En un predio de 14.000 metros cuadrados dentro de la Base Aérea Militar Morón, el Museo Nacional de Aeronáutica resguarda más de 65 aeronaves, vehículos y objetos que narran la historia de la aviación argentina. Fundado en 1960 y relocalizado en Morón en noviembre de 2001, el museo exhibe desde el Blériot XI de 1908 hasta los cazas que operaron sobre el Atlántico Sur en 1982.
El Suboficial Mayor (R) Walter Marcelo Bentancor, responsable del Departamento de Investigaciones Históricas del museo, es quien descifra el significado de cada pieza. Su relato arranca con el IAI Dagger C-432, al que describe como «una de las aeronaves más emblemáticas de la colección expuesta sobre Malvinas, ya que se convirtió en el primer avión de combate de la Fuerza Aérea Argentina en atacar a la Task Force británica».
Según Bentancor, el 1° de mayo de 1982, integrante de la Escuadrilla «Torno» y bajo el mando del entonces Capitán Norberto Dimeglio, el C-432 despegó desde San Julián a las 15.30 cargado con dos bombas BRP de 250 kilos y munición completa para sus cañones de 30 milímetros. La aeronave tomó por sorpresa a una formación naval integrada por las fragatas HMS Alacrity y HMS Arrow y el destructor HMS Glamorgan. Según el historiador, el C-432 impactó a la Alacrity con sus cañones y sus bombas provocaron daños por onda expansiva en la Glamorgan. El avión realizó siete misiones de combate a lo largo del conflicto.
Otro capítulo lo protagoniza el Boeing CH-47 Chinook H-91, declarado «Tumba de Guerra» por una directiva del JEMGFAA. Bentancor relata que, también el 1° de mayo de 1982, tras el ataque de aviones Sea Harrier británicos a la BAM Cóndor, el H-91 realizó el primer traslado y evacuación sanitaria en combate real. Durante el trayecto hacia la Base de Puerto Argentino fallecieron los Suboficiales André Luis Brashich y José Alberto Maldonado, reconocidos como héroes nacionales.
El museo alberga asimismo tres ejemplares del Douglas A-4B Skyhawk, cazabombardero de origen estadounidense fabricado en la década de 1950. «A pesar de su veteranía, la total falta de equipamiento y armamento moderno acorde al combate que les tocaría enfrentar, causaron un verdadero dolor de cabeza a los ingleses», señala Bentancor. Como integrantes del Grupo 5 de Caza, con asiento en la V Brigada Aérea de Villa Reynolds, San Luis, los A-4B fueron, según el historiador, responsables de los principales daños a la flota británica, daños que incluyeron a la fragata Tipo 21 HMS Antelope, al destructor Tipo 42 HMS Coventry, al buque de desembarco Sir Galahad y a un lanchón LCU. Bentancor agrega que, junto a los Mirage 5 y A4-Q navales, participaron también en el hundimiento de la fragata Tipo 21 Ardent y pusieron fuera de combate al destructor Tipo 42 Glasgow, a la fragata Tipo 12 Argonaut y al buque de desembarco Sir Tristam, además de averiar la fragata Tipo 22 Brilliant, el buque Sir Lancelot y la fragata Tipo 22 Broadsword.

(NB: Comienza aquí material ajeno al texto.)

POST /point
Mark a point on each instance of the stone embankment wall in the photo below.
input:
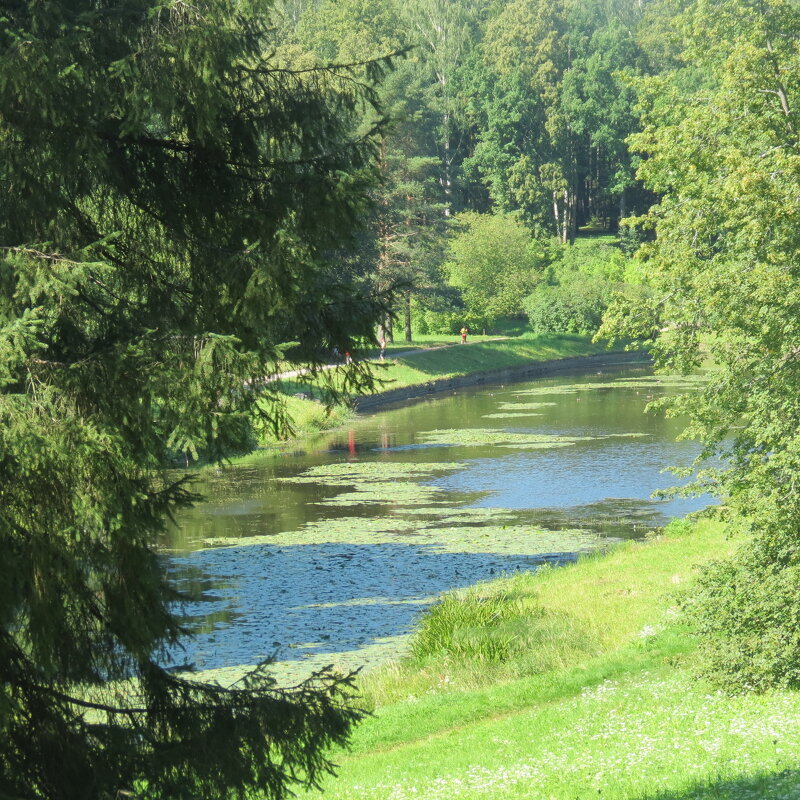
(535, 369)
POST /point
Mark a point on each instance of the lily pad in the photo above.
(482, 437)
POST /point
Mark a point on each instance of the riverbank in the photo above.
(440, 365)
(570, 683)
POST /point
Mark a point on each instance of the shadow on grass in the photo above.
(504, 354)
(778, 785)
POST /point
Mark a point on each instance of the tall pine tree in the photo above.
(169, 197)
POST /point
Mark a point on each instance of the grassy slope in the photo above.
(480, 354)
(433, 357)
(620, 716)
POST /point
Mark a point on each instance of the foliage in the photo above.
(724, 285)
(175, 196)
(580, 285)
(567, 308)
(495, 263)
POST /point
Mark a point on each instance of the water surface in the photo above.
(327, 552)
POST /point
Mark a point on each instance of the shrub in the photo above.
(747, 616)
(570, 308)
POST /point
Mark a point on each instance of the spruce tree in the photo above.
(170, 193)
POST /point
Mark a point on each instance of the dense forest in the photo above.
(509, 134)
(195, 194)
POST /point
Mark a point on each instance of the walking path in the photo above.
(296, 373)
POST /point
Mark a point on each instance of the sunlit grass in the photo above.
(608, 707)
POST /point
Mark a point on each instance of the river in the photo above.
(327, 551)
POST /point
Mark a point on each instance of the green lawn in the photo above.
(480, 355)
(429, 358)
(610, 710)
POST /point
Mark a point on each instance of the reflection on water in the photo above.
(336, 546)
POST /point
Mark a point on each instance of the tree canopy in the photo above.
(173, 195)
(720, 135)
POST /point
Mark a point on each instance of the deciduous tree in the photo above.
(169, 198)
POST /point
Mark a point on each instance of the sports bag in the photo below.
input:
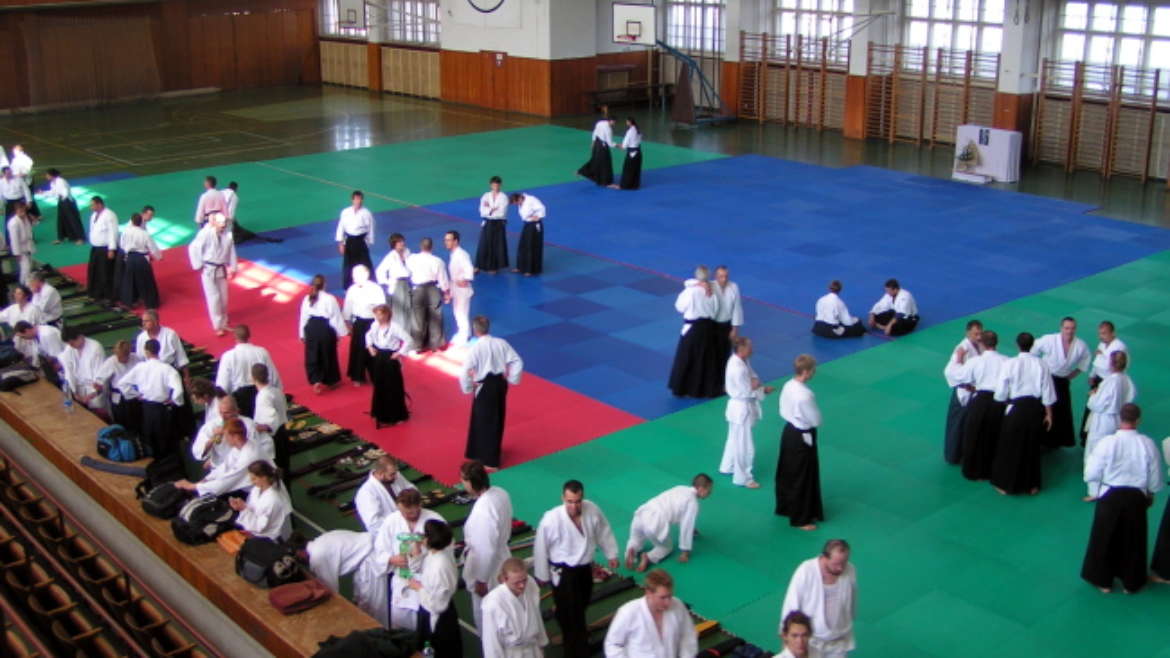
(267, 563)
(116, 444)
(202, 519)
(163, 470)
(298, 597)
(165, 500)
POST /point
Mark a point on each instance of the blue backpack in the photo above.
(116, 444)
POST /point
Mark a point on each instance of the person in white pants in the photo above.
(213, 253)
(461, 273)
(744, 393)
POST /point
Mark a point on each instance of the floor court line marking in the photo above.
(638, 267)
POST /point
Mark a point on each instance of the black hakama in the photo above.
(981, 434)
(137, 281)
(1061, 432)
(321, 364)
(1017, 466)
(447, 638)
(699, 370)
(599, 168)
(486, 434)
(952, 441)
(100, 274)
(571, 597)
(1161, 562)
(826, 330)
(491, 252)
(902, 326)
(387, 403)
(69, 221)
(359, 357)
(530, 249)
(1117, 540)
(798, 478)
(632, 170)
(356, 253)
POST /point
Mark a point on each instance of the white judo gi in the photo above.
(742, 413)
(213, 254)
(653, 520)
(633, 632)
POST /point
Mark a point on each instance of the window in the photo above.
(1135, 35)
(817, 19)
(387, 21)
(695, 25)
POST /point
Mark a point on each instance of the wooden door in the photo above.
(494, 74)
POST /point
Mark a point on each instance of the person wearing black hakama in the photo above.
(895, 313)
(798, 464)
(491, 364)
(491, 252)
(1130, 470)
(631, 164)
(699, 368)
(599, 168)
(961, 396)
(68, 217)
(357, 310)
(103, 240)
(530, 249)
(353, 237)
(1025, 385)
(137, 274)
(319, 327)
(1066, 356)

Finalmente, el A4C C-322 expuesto en el museo realizó varias misiones de combate durante la guerra, aunque no participó en la operación del 30 de mayo de 1982, descrita por la fuente como «la más riesgosa y osada de todo el conflicto». En esa misión intervinieron cuatro A4 C del Grupo 4 de Caza y dos Super Etendard de la aviación naval. El C-322 sirve, no obstante, como homenaje a ese escuadrón.

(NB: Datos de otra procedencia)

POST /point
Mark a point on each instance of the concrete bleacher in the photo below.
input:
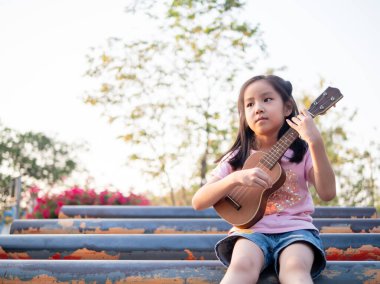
(152, 244)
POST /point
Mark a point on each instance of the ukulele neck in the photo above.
(278, 149)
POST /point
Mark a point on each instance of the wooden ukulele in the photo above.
(244, 206)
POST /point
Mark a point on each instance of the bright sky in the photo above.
(44, 43)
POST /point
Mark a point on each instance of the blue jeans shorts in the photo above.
(272, 245)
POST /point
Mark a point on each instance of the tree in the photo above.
(356, 169)
(172, 93)
(34, 156)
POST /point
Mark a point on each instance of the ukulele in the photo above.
(244, 206)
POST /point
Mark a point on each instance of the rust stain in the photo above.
(331, 273)
(40, 279)
(3, 254)
(196, 280)
(66, 223)
(191, 256)
(166, 230)
(336, 229)
(62, 216)
(119, 230)
(374, 274)
(152, 280)
(375, 230)
(19, 255)
(90, 254)
(48, 231)
(365, 252)
(27, 231)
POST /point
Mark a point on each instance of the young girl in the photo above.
(285, 237)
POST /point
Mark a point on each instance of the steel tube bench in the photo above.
(181, 272)
(159, 212)
(169, 226)
(161, 247)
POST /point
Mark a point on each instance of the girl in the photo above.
(285, 237)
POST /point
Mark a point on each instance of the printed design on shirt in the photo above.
(286, 196)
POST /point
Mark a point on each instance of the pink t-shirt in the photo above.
(289, 207)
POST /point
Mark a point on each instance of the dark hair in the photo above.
(245, 140)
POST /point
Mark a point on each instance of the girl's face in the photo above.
(264, 109)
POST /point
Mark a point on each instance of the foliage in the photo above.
(356, 169)
(48, 205)
(172, 92)
(34, 156)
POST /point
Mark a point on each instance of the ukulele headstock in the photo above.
(325, 101)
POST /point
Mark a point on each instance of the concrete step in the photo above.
(161, 247)
(179, 272)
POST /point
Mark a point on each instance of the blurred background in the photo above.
(131, 102)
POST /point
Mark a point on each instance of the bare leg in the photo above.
(295, 263)
(246, 263)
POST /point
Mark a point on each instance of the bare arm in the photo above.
(322, 174)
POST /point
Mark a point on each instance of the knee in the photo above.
(295, 268)
(247, 266)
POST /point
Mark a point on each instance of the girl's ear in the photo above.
(288, 108)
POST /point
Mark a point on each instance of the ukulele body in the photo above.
(245, 205)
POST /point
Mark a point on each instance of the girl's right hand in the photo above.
(254, 177)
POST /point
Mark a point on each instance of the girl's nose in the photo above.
(259, 108)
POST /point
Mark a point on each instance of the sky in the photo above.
(43, 47)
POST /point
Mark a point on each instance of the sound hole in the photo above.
(230, 200)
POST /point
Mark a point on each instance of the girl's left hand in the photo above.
(305, 126)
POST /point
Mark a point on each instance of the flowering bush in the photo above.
(48, 206)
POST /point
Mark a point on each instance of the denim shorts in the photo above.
(272, 245)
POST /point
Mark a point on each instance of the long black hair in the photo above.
(245, 141)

Conviene mirar los incentivos que rodean a instituciones como el Museo Nacional de Aeronáutica: con presupuesto estatal y vocación de memoria, su valor reside en que preserva el registro material de decisiones tomadas bajo presión extrema. El dato importa más que el ruido: aeronaves con décadas de antigüedad, sin armamento moderno, sostuvieron un conflicto de cuarenta días frente a una de las marinas más experimentadas del mundo. Ese patrimonio, hoy en hangares de Morón, es también un argumento sobre la capacidad institucional cuando el Estado invierte en formación técnica y no solo en retórica.